Homeless Hotspots @ SXSW
The SXSW festival has a history of weakening WiFi and cellphone connections in Austin, Texas. This year, the ad agency BBH has been attempting to remedy that while also doing some community service, with its "Homeless Hotspots" initiative.
"Homeless Hotspots", which is not affiliated with the official SXSW organization and ends today, has employed 13 homeless people from Austin’s Front Steps Shelter by equipping each with a wireless router. According to BBH, the “Hotspot Managers” have been “strategically positioned” throughout the city, offering festival-goers the opportunity to buy access to the participant’s 4G network from a phone, laptop, or tablet. Each manager keeps his or her earnings in full.
BBH says the program was adapted from the model of street newspapers, which are produced and sold by homeless populations to “stabilize urban street corners through building self-confidence and self-worth,” according to the North American Street Newspaper Association. But, as Wired notes, the “Homeless Hotspots” project requires workers to wear t-shirts that read “I’m a 4G hotspot,” which confuses the goals of the original model.
From what I’ve gathered about these so-called Homeless Hotspots, I’m a supporter - a cautious, conflicted supporter. Many large events (e.g., World Cup, Olympics) attempt to sweep away the homeless and present a polished version of their city when foreigners come to town, but I like that this program not only incorporates, but highlights the position of homeless people in Austin.

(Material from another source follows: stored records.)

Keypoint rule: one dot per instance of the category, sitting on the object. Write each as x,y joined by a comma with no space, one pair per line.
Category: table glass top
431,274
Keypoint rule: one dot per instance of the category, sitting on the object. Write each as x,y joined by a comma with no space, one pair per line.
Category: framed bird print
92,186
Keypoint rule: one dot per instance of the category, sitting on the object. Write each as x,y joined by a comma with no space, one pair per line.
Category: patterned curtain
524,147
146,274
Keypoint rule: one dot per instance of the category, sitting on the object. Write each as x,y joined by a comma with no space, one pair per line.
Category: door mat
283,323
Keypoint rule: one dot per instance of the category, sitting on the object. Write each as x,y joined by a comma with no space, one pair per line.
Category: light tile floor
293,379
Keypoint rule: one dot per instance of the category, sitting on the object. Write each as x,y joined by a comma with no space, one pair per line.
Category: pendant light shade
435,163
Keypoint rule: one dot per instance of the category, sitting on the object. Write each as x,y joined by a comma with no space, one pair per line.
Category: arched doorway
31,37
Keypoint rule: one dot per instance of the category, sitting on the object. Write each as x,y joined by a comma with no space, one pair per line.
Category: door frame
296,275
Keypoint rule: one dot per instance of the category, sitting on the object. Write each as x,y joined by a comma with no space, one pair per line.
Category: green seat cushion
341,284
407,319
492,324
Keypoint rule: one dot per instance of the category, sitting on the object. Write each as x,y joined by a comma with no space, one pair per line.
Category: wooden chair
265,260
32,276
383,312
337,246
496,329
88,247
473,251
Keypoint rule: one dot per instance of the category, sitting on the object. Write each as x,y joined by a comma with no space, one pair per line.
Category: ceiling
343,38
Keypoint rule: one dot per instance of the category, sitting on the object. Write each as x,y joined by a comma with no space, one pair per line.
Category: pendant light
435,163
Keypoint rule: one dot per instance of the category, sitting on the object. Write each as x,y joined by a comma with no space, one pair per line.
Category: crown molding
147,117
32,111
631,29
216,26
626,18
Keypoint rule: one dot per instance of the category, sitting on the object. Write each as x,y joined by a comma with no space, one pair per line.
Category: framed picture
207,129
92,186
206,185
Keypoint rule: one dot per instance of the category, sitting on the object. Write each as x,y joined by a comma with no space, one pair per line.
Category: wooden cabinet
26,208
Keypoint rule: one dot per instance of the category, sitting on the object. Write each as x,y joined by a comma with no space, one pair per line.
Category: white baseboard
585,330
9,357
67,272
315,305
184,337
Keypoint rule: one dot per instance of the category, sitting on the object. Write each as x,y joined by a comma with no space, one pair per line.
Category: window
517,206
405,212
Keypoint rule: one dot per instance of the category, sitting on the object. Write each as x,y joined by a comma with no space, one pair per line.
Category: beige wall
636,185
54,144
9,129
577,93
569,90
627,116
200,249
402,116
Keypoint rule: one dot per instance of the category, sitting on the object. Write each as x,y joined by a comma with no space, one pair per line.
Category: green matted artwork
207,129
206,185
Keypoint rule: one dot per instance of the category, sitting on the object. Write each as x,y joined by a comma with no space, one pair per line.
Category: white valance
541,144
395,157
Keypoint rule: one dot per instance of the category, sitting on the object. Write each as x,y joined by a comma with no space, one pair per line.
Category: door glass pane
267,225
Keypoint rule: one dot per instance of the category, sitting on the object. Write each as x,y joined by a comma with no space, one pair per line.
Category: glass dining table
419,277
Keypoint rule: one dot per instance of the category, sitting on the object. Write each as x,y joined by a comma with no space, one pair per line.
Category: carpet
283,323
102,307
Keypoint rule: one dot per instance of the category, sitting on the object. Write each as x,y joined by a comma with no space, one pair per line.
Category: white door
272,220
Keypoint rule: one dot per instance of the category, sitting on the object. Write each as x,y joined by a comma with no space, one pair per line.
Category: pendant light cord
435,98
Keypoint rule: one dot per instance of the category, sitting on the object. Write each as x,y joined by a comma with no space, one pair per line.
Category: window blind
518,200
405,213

There are some who would think this program takes advantage of homeless people by having them engage in demeaning work, but I take issue with this point. These homeless people weren’t forced into this work and who’s to say that they’ve lost their dignity? Perhaps some of the employed homeless individuals, if asked, would speak positively about their experience. I think it reflects a perhaps unintentionally classist attitude on behalf of those who would “defend” the homeless on the grounds that they were subjected to “degrading” work. Instead of branding this as demeaning, I think we can see it as potentially empowering because these homeless people are earning a temporary income (at least partly) on their own terms.
Dubbing them “Homeless Hotspots” maybe commodifies these workers in a questionable way, but I’d guess they probably refer to themselves as homeless. It’d be a different issue if they were called “Vagrant,” “Bum” or “Transient” Hotspots.